Conjecture is not alone in this: as we wrote previously, we also think that Redwood could engage further with the ML community. Conjecture has not published any peer-reviewed articles, so we think they would benefit even more than Redwood from publishing their work and receiving external feedback. We would recommend Conjecture focus on developing what they consider to be their most insightful research projects into a conference-level paper, and hiring more experienced ML research scientists or advisors to help them both effectively communicate their research and improve rigor.

Our views on Conjecture

We are genuinely concerned about Conjecture’s trustworthiness and how they might negatively affect the TAIS community and the TAIS community’s efforts to reduce risk from AGI. These are the main changes we call for, in rough order of importance.

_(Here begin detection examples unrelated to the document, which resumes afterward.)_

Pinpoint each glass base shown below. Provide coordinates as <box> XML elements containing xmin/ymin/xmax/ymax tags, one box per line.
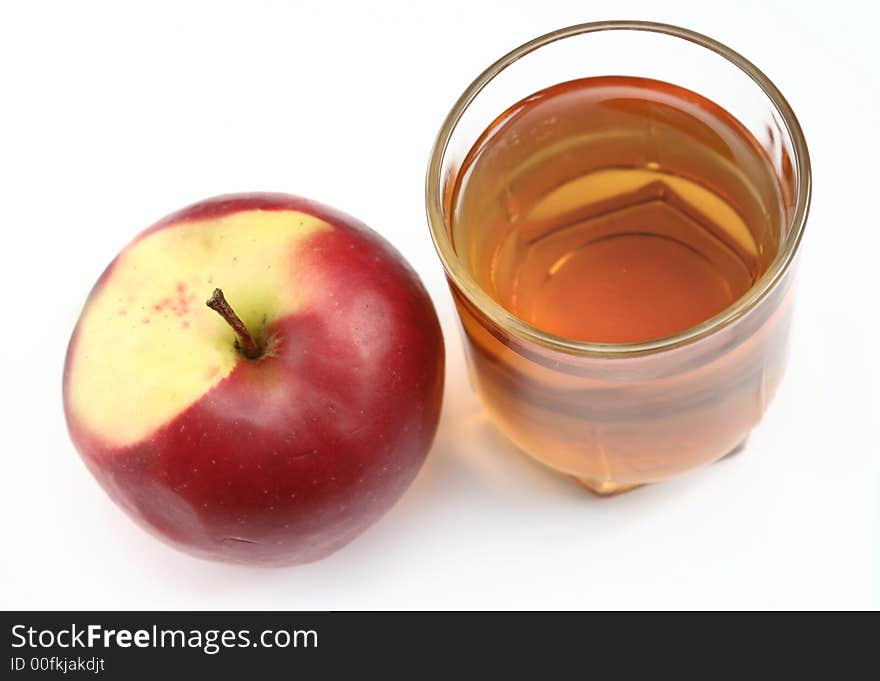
<box><xmin>575</xmin><ymin>478</ymin><xmax>642</xmax><ymax>497</ymax></box>
<box><xmin>574</xmin><ymin>438</ymin><xmax>749</xmax><ymax>497</ymax></box>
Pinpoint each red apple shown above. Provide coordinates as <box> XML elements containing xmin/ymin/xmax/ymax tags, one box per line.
<box><xmin>64</xmin><ymin>194</ymin><xmax>444</xmax><ymax>565</ymax></box>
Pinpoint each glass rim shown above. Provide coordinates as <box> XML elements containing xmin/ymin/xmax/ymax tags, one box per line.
<box><xmin>425</xmin><ymin>20</ymin><xmax>811</xmax><ymax>358</ymax></box>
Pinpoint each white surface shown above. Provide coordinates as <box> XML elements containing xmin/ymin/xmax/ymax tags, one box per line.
<box><xmin>0</xmin><ymin>0</ymin><xmax>880</xmax><ymax>609</ymax></box>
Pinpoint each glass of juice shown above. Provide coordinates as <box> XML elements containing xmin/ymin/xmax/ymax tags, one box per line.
<box><xmin>426</xmin><ymin>21</ymin><xmax>810</xmax><ymax>494</ymax></box>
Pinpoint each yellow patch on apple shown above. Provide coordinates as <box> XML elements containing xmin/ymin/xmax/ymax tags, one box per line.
<box><xmin>67</xmin><ymin>210</ymin><xmax>331</xmax><ymax>447</ymax></box>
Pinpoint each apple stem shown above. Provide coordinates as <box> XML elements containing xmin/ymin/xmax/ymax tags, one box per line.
<box><xmin>205</xmin><ymin>288</ymin><xmax>263</xmax><ymax>359</ymax></box>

We would advise against working at Conjecture

Given Conjecture’s weak research track record, we expect the direct impact of working at Conjecture to be low. We think there are many more impactful places to work, including non-profits such as Redwood, CAIS and FAR; alignment teams at Anthropic, OpenAI and DeepMind; or working with academics such as Stuart Russell, Sam Bowman, Jacob Steinhardt or David Krueger. Note we would not in general recommend working at capabilities-oriented teams at Anthropic, OpenAI, DeepMind or other AGI-focused companies.

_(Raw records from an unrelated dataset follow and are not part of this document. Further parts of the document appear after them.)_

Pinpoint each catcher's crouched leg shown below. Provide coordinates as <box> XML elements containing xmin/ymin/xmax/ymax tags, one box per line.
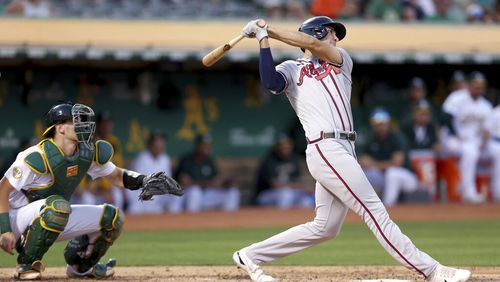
<box><xmin>64</xmin><ymin>204</ymin><xmax>125</xmax><ymax>278</ymax></box>
<box><xmin>15</xmin><ymin>195</ymin><xmax>71</xmax><ymax>280</ymax></box>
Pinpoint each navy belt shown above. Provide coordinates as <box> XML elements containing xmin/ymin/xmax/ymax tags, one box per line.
<box><xmin>306</xmin><ymin>131</ymin><xmax>358</xmax><ymax>144</ymax></box>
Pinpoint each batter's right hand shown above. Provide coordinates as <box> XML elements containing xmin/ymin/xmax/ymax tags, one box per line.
<box><xmin>242</xmin><ymin>20</ymin><xmax>258</xmax><ymax>38</ymax></box>
<box><xmin>0</xmin><ymin>232</ymin><xmax>16</xmax><ymax>255</ymax></box>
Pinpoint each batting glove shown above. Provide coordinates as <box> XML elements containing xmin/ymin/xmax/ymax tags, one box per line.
<box><xmin>243</xmin><ymin>20</ymin><xmax>257</xmax><ymax>38</ymax></box>
<box><xmin>255</xmin><ymin>24</ymin><xmax>269</xmax><ymax>42</ymax></box>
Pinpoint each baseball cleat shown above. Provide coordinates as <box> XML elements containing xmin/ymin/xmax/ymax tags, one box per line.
<box><xmin>14</xmin><ymin>260</ymin><xmax>45</xmax><ymax>280</ymax></box>
<box><xmin>66</xmin><ymin>259</ymin><xmax>116</xmax><ymax>279</ymax></box>
<box><xmin>233</xmin><ymin>250</ymin><xmax>276</xmax><ymax>282</ymax></box>
<box><xmin>428</xmin><ymin>265</ymin><xmax>471</xmax><ymax>282</ymax></box>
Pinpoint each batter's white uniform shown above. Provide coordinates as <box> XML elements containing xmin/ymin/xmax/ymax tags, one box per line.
<box><xmin>485</xmin><ymin>105</ymin><xmax>500</xmax><ymax>202</ymax></box>
<box><xmin>443</xmin><ymin>89</ymin><xmax>492</xmax><ymax>201</ymax></box>
<box><xmin>244</xmin><ymin>48</ymin><xmax>438</xmax><ymax>277</ymax></box>
<box><xmin>5</xmin><ymin>145</ymin><xmax>116</xmax><ymax>240</ymax></box>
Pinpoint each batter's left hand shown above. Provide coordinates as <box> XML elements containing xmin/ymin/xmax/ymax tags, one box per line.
<box><xmin>243</xmin><ymin>19</ymin><xmax>268</xmax><ymax>41</ymax></box>
<box><xmin>0</xmin><ymin>232</ymin><xmax>16</xmax><ymax>255</ymax></box>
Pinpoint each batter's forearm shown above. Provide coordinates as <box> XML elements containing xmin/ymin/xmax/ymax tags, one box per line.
<box><xmin>0</xmin><ymin>177</ymin><xmax>13</xmax><ymax>234</ymax></box>
<box><xmin>267</xmin><ymin>27</ymin><xmax>318</xmax><ymax>49</ymax></box>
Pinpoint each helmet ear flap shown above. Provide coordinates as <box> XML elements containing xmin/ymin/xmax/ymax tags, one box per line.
<box><xmin>312</xmin><ymin>26</ymin><xmax>328</xmax><ymax>40</ymax></box>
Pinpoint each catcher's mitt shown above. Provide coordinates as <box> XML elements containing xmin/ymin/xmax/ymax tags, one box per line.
<box><xmin>139</xmin><ymin>172</ymin><xmax>184</xmax><ymax>201</ymax></box>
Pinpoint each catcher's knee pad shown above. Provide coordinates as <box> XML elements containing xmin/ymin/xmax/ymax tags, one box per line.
<box><xmin>17</xmin><ymin>195</ymin><xmax>71</xmax><ymax>264</ymax></box>
<box><xmin>64</xmin><ymin>204</ymin><xmax>125</xmax><ymax>273</ymax></box>
<box><xmin>99</xmin><ymin>204</ymin><xmax>125</xmax><ymax>243</ymax></box>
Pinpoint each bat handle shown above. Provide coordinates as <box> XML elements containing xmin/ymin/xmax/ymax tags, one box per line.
<box><xmin>257</xmin><ymin>19</ymin><xmax>266</xmax><ymax>27</ymax></box>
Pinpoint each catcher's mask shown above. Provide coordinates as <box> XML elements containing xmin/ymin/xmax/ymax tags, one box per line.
<box><xmin>299</xmin><ymin>16</ymin><xmax>347</xmax><ymax>52</ymax></box>
<box><xmin>42</xmin><ymin>103</ymin><xmax>95</xmax><ymax>148</ymax></box>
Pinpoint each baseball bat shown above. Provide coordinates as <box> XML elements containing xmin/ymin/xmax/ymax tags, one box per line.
<box><xmin>201</xmin><ymin>20</ymin><xmax>266</xmax><ymax>67</ymax></box>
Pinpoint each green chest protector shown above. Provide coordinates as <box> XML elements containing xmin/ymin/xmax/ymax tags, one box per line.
<box><xmin>23</xmin><ymin>139</ymin><xmax>113</xmax><ymax>202</ymax></box>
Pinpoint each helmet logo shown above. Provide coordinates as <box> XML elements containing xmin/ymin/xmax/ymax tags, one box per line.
<box><xmin>71</xmin><ymin>104</ymin><xmax>95</xmax><ymax>148</ymax></box>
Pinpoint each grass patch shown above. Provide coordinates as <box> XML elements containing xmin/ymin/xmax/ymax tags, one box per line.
<box><xmin>0</xmin><ymin>220</ymin><xmax>500</xmax><ymax>267</ymax></box>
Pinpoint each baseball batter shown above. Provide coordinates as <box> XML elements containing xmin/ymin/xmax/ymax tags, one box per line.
<box><xmin>233</xmin><ymin>17</ymin><xmax>470</xmax><ymax>282</ymax></box>
<box><xmin>0</xmin><ymin>103</ymin><xmax>183</xmax><ymax>280</ymax></box>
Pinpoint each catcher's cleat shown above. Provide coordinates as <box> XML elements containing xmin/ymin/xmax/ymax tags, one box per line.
<box><xmin>66</xmin><ymin>259</ymin><xmax>116</xmax><ymax>279</ymax></box>
<box><xmin>427</xmin><ymin>264</ymin><xmax>471</xmax><ymax>282</ymax></box>
<box><xmin>14</xmin><ymin>260</ymin><xmax>45</xmax><ymax>280</ymax></box>
<box><xmin>233</xmin><ymin>250</ymin><xmax>276</xmax><ymax>282</ymax></box>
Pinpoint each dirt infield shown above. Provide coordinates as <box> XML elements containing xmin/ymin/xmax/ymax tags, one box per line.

Additionally, Conjecture seems relatively weak for skill building, since their leadership team is relatively inexperienced and also stretched thin due to Conjecture’s rapid scaling. We expect most ML engineering or research roles at prominent AI labs to offer better mentorship than Conjecture. Although we would hesitate to recommend taking a position at a capabilities-focused lab purely for skill building, we find it plausible that Conjecture could end up being net-negative, and so do not view Conjecture as a safer option in this regard than most competing firms.

In general, we think that the attractiveness of working at an organization that is connected to the EA or TAIS communities makes it more likely for community members to take jobs at such organizations even if this will result in a lower lifetime impact than alternatives. Conjecture’s sponsorship of TAIS field building efforts may also lead new talent, who are unfamiliar with Conjecture’s history, to have an overly rosy impression of them.

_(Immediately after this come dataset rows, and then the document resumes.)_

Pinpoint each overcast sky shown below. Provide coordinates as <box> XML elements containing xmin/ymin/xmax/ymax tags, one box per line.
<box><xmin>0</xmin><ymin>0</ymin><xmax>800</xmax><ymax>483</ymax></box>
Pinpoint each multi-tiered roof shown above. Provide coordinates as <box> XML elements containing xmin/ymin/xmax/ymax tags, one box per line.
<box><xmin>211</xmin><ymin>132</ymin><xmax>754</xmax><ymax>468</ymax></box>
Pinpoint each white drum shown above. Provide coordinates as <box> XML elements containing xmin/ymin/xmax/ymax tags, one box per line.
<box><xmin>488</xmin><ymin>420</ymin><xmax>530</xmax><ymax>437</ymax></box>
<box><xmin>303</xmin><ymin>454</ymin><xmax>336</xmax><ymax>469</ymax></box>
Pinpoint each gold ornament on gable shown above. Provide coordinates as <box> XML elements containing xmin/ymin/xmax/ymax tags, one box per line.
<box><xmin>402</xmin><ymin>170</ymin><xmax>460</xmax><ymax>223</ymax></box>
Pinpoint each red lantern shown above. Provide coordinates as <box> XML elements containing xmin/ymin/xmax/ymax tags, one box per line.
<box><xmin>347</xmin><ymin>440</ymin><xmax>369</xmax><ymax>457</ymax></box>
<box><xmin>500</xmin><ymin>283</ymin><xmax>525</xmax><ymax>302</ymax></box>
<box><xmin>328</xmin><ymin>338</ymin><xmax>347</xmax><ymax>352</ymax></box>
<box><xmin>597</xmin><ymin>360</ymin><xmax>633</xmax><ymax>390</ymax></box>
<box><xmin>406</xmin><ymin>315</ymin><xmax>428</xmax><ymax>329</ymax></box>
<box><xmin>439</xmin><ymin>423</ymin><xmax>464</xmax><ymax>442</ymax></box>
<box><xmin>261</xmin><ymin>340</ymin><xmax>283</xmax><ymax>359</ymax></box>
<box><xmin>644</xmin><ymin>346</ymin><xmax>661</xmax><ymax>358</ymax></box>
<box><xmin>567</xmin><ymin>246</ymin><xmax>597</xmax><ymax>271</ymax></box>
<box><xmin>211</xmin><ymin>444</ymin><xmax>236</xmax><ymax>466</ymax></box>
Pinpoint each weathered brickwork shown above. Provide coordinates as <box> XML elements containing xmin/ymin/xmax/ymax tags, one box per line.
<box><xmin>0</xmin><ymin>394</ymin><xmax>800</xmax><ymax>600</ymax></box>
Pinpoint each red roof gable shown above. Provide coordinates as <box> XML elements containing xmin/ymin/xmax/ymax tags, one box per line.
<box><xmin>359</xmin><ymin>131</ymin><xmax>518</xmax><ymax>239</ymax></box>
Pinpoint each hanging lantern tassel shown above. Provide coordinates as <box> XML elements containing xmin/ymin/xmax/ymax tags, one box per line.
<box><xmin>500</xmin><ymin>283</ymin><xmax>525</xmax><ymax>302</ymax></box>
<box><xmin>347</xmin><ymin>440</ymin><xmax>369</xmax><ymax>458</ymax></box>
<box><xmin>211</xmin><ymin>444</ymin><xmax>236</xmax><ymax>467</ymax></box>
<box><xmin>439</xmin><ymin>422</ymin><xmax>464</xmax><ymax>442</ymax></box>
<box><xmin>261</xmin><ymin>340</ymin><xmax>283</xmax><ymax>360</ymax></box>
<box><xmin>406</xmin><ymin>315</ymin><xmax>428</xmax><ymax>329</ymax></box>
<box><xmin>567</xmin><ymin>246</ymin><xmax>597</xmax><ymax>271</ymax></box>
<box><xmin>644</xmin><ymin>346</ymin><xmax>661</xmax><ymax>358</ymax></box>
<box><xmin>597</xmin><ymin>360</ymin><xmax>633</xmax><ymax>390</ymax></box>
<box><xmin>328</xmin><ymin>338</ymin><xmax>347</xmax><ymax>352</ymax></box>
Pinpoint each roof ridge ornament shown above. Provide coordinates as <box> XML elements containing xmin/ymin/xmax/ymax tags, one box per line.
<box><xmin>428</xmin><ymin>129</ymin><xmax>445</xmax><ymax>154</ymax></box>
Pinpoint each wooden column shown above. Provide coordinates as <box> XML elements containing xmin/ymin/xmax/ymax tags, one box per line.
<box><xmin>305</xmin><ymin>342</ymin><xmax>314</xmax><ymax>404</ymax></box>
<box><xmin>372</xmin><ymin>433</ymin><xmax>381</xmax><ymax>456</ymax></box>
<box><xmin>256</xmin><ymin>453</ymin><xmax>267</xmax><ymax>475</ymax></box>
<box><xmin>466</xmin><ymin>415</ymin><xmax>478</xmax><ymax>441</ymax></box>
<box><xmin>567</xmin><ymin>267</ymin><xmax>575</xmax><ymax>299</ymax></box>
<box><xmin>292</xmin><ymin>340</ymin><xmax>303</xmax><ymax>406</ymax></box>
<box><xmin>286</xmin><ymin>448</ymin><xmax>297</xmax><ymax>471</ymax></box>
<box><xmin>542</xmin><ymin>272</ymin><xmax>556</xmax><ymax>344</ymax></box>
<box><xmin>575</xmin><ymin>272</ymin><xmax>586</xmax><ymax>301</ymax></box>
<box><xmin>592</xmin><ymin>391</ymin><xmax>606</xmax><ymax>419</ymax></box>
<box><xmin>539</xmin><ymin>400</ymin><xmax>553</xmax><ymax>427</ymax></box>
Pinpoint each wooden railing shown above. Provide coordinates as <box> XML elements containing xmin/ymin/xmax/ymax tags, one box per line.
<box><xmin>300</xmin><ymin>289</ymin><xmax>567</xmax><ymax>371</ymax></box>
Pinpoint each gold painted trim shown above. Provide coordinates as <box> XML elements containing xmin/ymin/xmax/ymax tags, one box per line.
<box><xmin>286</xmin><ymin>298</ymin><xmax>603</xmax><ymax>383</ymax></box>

We would advise Conjecture to take care when engaging with important stakeholders and represent their place in the TAIS ecosystem accurately

We are concerned that Conjecture has misrepresented themselves to various important stakeholders, including funders and policymakers. We think there is a reasonable risk that Connor and Conjecture’s outreach to policymakers and media is alarmist and may decrease the credibility of x-risk. These unilateral actions may therefore prevent important relationships from being formed by other actors in the future. This risk is further exacerbated by Connor’s unilateralist actions in the past, Conjecture’s overall reluctance to take feedback from external actors, and their premature and rapid scaling.

We do not think that Conjecture should receive additional funding before addressing key concerns

We have substantial concerns with the organization’s trustworthiness and the CEO’s character. We would strongly recommend that any future funding from EA sources be conditional on Conjecture putting in place a robust corporate governance structure to bring them at least on par with other for-profit and alignment-sympathetic firms such as OpenAI and Anthropic.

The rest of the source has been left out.